Scenario 2 — Service professional seeking classification
A pest control operator with a state-issued pesticide applicator license seeks to understand how their credentials map to listing standards. The certifications for home service professionals reference clarifies that EPA-registered pesticide licensing, administered at the state level under the Federal Insecticide, Fungicide, and Rodenticide Act (FIFRA), is the minimum federal baseline — states may layer additional requirements above this threshold.
Scenario 3 — Dispute or complaint context
When a service interaction leads to a dispute, the listings structure provides a reference point for which regulatory body holds jurisdiction. Electrical contractor complaints, for instance, route to state electrical licensing boards, while general contractor issues may involve the contractor licensing division of a state's department of consumer affairs. The home services complaint and dispute resolution page maps these jurisdictional boundaries by trade type.
Decision boundaries
Not all home service providers are eligible for inclusion across all listing categories, and the boundaries follow three primary criteria:
Licensed vs. unlicensed trades — Trades requiring a state-issued license (electrical, plumbing, HVAC in most states) are separated from trades where licensing is optional or varies by municipality. The home services contractor licensing by trade reference documents 28 trade types and their licensing status across all 50 states.

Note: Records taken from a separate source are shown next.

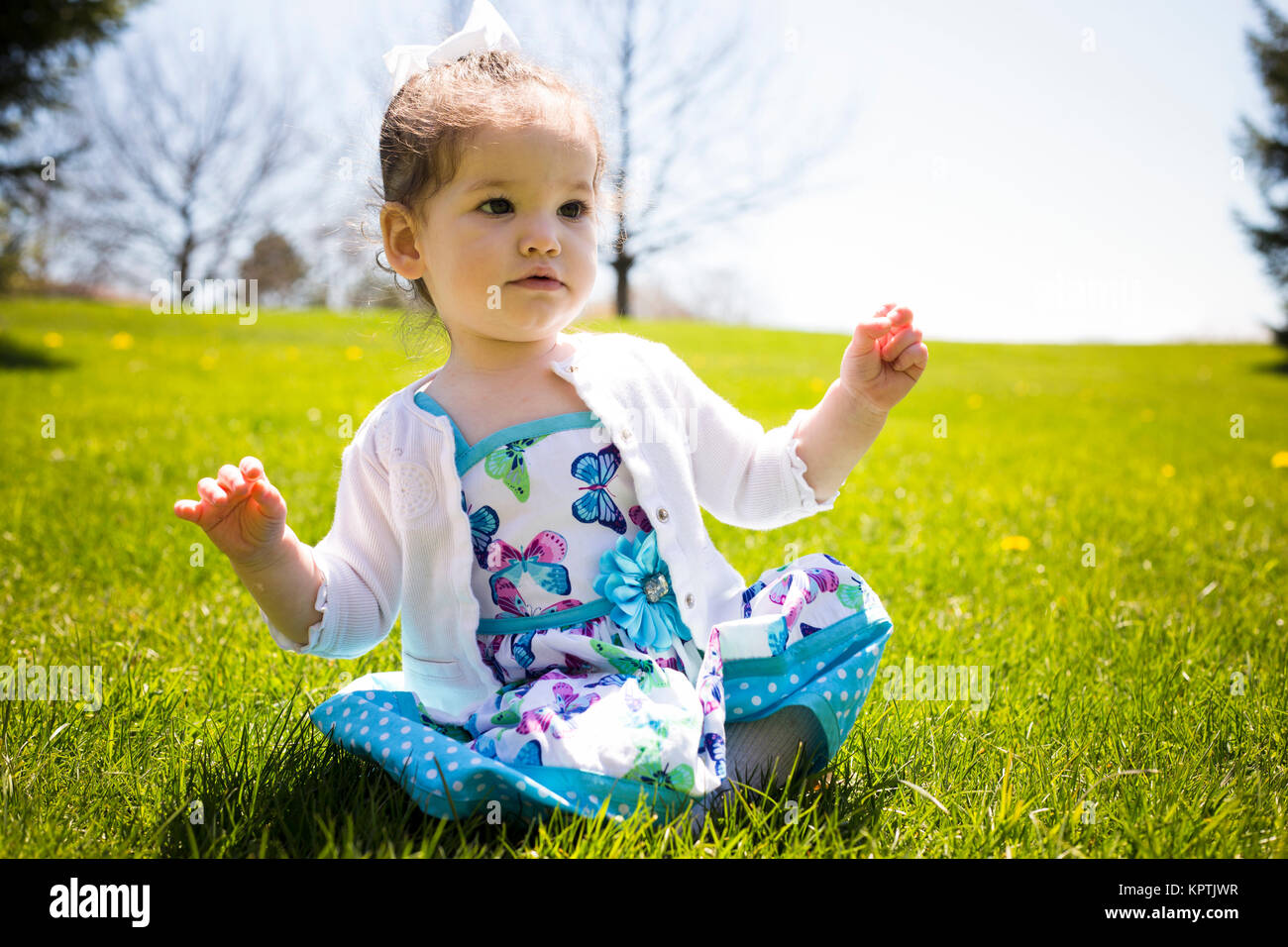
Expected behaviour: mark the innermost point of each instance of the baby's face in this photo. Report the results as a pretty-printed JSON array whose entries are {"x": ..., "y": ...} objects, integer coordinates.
[{"x": 480, "y": 240}]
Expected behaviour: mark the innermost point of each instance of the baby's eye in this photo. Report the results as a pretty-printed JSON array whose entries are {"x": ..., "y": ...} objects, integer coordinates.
[{"x": 580, "y": 205}]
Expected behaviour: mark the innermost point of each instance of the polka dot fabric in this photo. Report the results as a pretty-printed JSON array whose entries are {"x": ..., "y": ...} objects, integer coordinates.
[{"x": 811, "y": 634}]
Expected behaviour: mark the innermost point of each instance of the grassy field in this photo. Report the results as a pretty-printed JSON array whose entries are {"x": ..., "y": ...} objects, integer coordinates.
[{"x": 1087, "y": 522}]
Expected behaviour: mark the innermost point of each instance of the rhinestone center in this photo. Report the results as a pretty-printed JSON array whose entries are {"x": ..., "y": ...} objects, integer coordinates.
[{"x": 656, "y": 587}]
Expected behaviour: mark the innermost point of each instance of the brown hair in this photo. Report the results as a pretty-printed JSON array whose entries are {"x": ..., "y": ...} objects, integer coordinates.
[{"x": 429, "y": 120}]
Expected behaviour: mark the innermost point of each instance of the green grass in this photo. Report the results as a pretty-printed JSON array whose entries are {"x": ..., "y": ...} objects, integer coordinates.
[{"x": 1111, "y": 684}]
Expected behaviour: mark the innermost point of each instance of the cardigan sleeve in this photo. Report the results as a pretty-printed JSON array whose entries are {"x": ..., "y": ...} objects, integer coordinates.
[
  {"x": 745, "y": 475},
  {"x": 361, "y": 564}
]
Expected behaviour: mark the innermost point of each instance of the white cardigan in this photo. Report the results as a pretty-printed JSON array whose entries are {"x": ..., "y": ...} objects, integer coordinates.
[{"x": 400, "y": 540}]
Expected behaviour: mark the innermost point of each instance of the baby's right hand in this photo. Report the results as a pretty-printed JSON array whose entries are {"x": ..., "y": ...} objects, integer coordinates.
[{"x": 243, "y": 513}]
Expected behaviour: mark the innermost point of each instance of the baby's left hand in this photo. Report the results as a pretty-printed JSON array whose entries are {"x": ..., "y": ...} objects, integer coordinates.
[{"x": 884, "y": 360}]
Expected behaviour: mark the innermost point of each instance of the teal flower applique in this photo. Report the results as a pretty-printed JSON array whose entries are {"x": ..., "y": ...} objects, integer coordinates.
[{"x": 638, "y": 581}]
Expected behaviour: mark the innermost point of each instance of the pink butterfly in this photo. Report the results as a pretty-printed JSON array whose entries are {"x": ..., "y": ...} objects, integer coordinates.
[
  {"x": 797, "y": 591},
  {"x": 539, "y": 561}
]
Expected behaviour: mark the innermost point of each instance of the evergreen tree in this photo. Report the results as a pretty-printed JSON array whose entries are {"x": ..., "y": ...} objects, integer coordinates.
[{"x": 1269, "y": 153}]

Bonded and insured vs. unverified — Providers without documented general liability insurance and surety bonding are excluded from primary listings and flagged in the bonding and insurance requirements home services reference. Minimum bond thresholds vary by trade and state, with figures ranging from $5,000 for basic handyman registrations to $500,000 for general contractors in states with more stringent requirements.
Authority network model vs. independent contractors — The authority industries vs independent contractors page defines the operational distinction. Independent contractors operating outside a licensed business entity face different insurance obligations and are classified separately within listing data, particularly in states where sole-proprietor contractor licenses carry different scope limitations than entity-based contractor licenses.
Providers operating in regulated trades without current, active licensure are not listed under credential-verified categories, regardless of experience or customer reviews — credential currency is evaluated against the issuing state board's real-time license status database as the authoritative source.